Acayip bir süreçten geçiyoruz.

Vatandaşın iyi niyetini suiistimal edenlerin sayısı hızla artıyor.

Algı çok basit; al birkaç masa, sandalye, ofisin, dükkanın girişine as tabelayı, sosyal medyadan yap tanıtımı, ardından da başla üç kağıda.

Son yıllarda Bursa’da daire tefrişatı- tadilatı; yani, fayans, sıhhi tesisat, dolap, kapı, parke, boya gibi işleri yapanların sayısında acayip bir artış var.

Örnek vermek gerekirse, dairede yapılacak olan komple yenilikle ilgili adı, sanı bilinen firmalar 100 bin TL fiyat veriyorsa, amaçları vatandaşı dolandırmak olanlar 60 bin liraya muhataplarıyla el sıkışıyor.
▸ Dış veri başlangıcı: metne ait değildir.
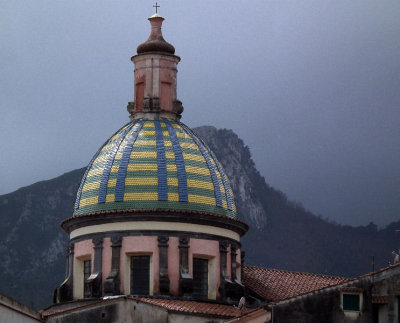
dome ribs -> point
(130, 167)
(161, 163)
(228, 193)
(120, 185)
(109, 163)
(210, 165)
(180, 163)
(79, 193)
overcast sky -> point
(312, 87)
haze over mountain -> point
(282, 233)
(311, 86)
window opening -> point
(87, 270)
(200, 277)
(140, 275)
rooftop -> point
(276, 285)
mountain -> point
(282, 233)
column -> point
(112, 283)
(163, 260)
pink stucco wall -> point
(173, 265)
(84, 249)
(137, 245)
(140, 246)
(107, 258)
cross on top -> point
(156, 6)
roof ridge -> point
(297, 272)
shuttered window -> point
(140, 275)
(200, 278)
(351, 302)
(87, 270)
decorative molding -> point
(116, 240)
(97, 242)
(206, 219)
(179, 234)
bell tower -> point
(155, 73)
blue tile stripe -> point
(110, 161)
(210, 165)
(180, 163)
(79, 193)
(229, 198)
(161, 163)
(120, 185)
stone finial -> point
(156, 41)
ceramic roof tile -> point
(155, 164)
(277, 285)
(195, 307)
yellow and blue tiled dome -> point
(155, 164)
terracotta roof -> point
(171, 305)
(277, 285)
(195, 307)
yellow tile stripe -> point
(150, 196)
(138, 181)
(193, 157)
(143, 154)
(198, 170)
(200, 184)
(201, 199)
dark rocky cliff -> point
(283, 234)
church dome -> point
(155, 164)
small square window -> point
(351, 302)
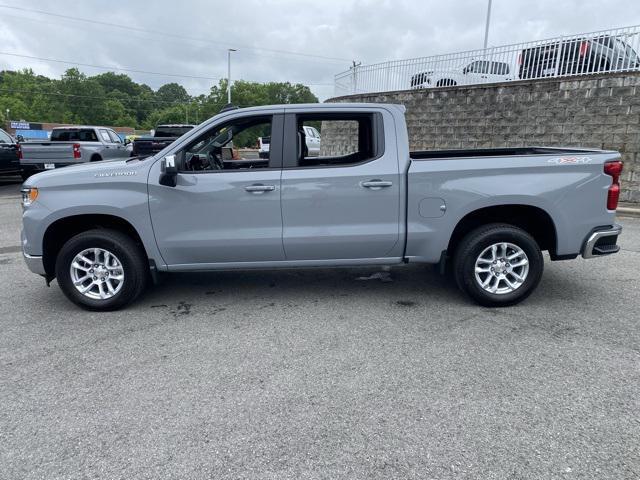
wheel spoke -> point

Malzeme ve işçilik her şey dahil.

Derin araştırma yapmayan, sorgulamayan, sözleşme imzalamayan müşterinin, verilen fiyat hoşuna gidiyor. Tabi rakam cazip olmasından dolayı tuzak hazır, paranın yüzde 80’i peşin isteniyor, sözleşme yapılsa bile işyeri, şirket paravan olduğundan haberi olmayan kurbanlar, parayı veriyor.

Geri kalan rakama senet yapan dolandırıcı sözde firmanın sahibi, daireye getirdiği birkaç torba çimento, alçıyla daire sahibini büyülüyor.
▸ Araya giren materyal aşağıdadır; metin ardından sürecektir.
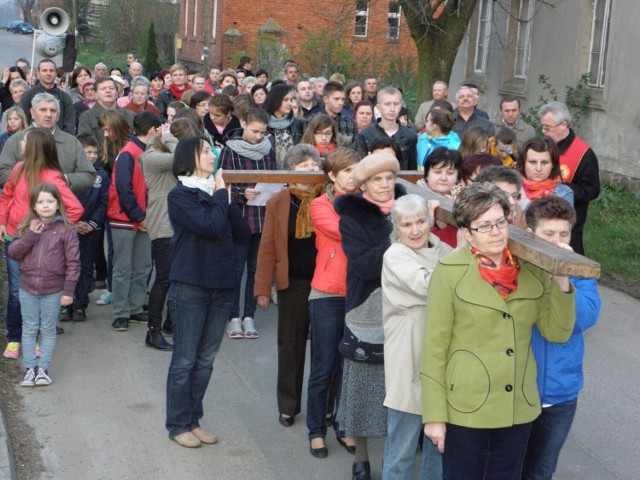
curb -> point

1 ayda bitirilecek olan işi, senetleri de özellikle kısa vadeli tutulmasının ardından bilinçli şekilde uzatılıyor. Vatandaşı soymak için programını yapan bu utanmazlar, işi yarım bırakıyor, ortalıkta gözükmüyorlar.

Diğer tarafta evinin, dairesinin tadilatının bitmesini hayal eden müşteri, Bursa’ya Türkiye’nin çok uzak şehirlerinden gelen bu sahtekarlar tarafından gözlerinin içine baka baka dolandırıldıklarını anlıyorlar.
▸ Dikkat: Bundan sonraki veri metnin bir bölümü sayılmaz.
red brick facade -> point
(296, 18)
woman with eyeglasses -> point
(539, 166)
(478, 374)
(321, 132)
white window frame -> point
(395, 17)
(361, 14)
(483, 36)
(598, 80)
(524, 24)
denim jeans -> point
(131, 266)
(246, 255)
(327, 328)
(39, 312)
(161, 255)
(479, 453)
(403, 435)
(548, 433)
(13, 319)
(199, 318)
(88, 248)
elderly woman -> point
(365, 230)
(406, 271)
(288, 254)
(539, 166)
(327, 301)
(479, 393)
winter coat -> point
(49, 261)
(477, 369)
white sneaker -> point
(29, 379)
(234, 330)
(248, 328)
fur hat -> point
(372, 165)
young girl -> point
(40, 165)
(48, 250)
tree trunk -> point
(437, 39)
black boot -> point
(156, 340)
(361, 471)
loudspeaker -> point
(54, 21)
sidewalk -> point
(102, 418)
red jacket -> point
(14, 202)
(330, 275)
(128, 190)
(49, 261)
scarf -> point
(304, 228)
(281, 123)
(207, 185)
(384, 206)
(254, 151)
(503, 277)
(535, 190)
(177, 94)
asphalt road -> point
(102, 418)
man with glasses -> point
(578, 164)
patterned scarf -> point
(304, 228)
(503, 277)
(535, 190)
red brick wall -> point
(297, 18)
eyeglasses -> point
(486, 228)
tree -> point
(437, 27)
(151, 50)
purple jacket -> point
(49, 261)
Bu ahlaksızlar, sözle anlaşma yaptıkları, sözleşme imzaladıkları, çayını kahvesini içtikleri insanların zaman zaman telefonlarına çıkarak, işi bitirecekleri yalanıyla mağdurları ümitlendiriyor.

Maalesef, temiz, pak bir dairede oturacaklarını düşünenler strese giriyor. Sonrasında davalar açılıyor, bu yüzsüzler yargıcın karşısına çıkıyor ama “biz işi yapmayacağız demedik ki, şu gün için söz vermedik” gibi pişkinliklerle mahkeme süreci uzuyor ve olan parasını kaptıranlara oluyor.

Bitmedi, mevzunun garip yanı ise,

Bu utanmazlar, Bursa’da sayıları bir hayli çoğalan ama hiçbir işe yaramayan sözde bazı derneklerin ya yönetiminde veya üyesi olarak farklı ziyaretler, belediye başkanları ile aynı karede takım elbiseleriyle poz vererek, dolandırılacak kişilerin notlarını alıp, nasıl ihale alırımın planlarını yapıyorlar.

Siz siz olun, bu tiplere iş yaptırmayın. Asla yaptıracağınız firmalara iş bitmeden para vermeyin, hele ki yüklü miktarını.

Veya biraz pahalı da olsa profesyonelce, oturmuş, bilinmiş kuruluşlara işinizi yaptırın. Ki zaten dolandırıldığınızda ucuz diye giriştiğiniz her neyse size iki katı olarak geri dönmesin!

Dolayısıyla ucuz tuzağına düşmeyin!

Paranız yoksa halinize şükredin ve “benim evim, dairem komşumun, akrabamınkine benzemiyor” diyerek kendinizi kahretmeyin. Hele kredi çekerek başınızı resmi tefeci bankalarla da belaya sokmayın. Bırakın fayansınız kırık olsun, mutfak dolabınızın menteşeleri bozulsun, küflensin, çeşmeleriniz modanın gerisinde kalsın.

Yoksa…

Dolandırıcılara para kaptırıp, sağlığınız bozulunca, gözünüz ne helanın badanasını, oturma odasının parkesini, halısını görür, tek derdiniz “ben nasıl sağlığıma kavuşurum” olur.

Büyük dolandırıcılara kılımız kıpırdamıyor, bari bunlara, dalkavukluk yapanlara üç kuruşumuzu kaptırmayalım.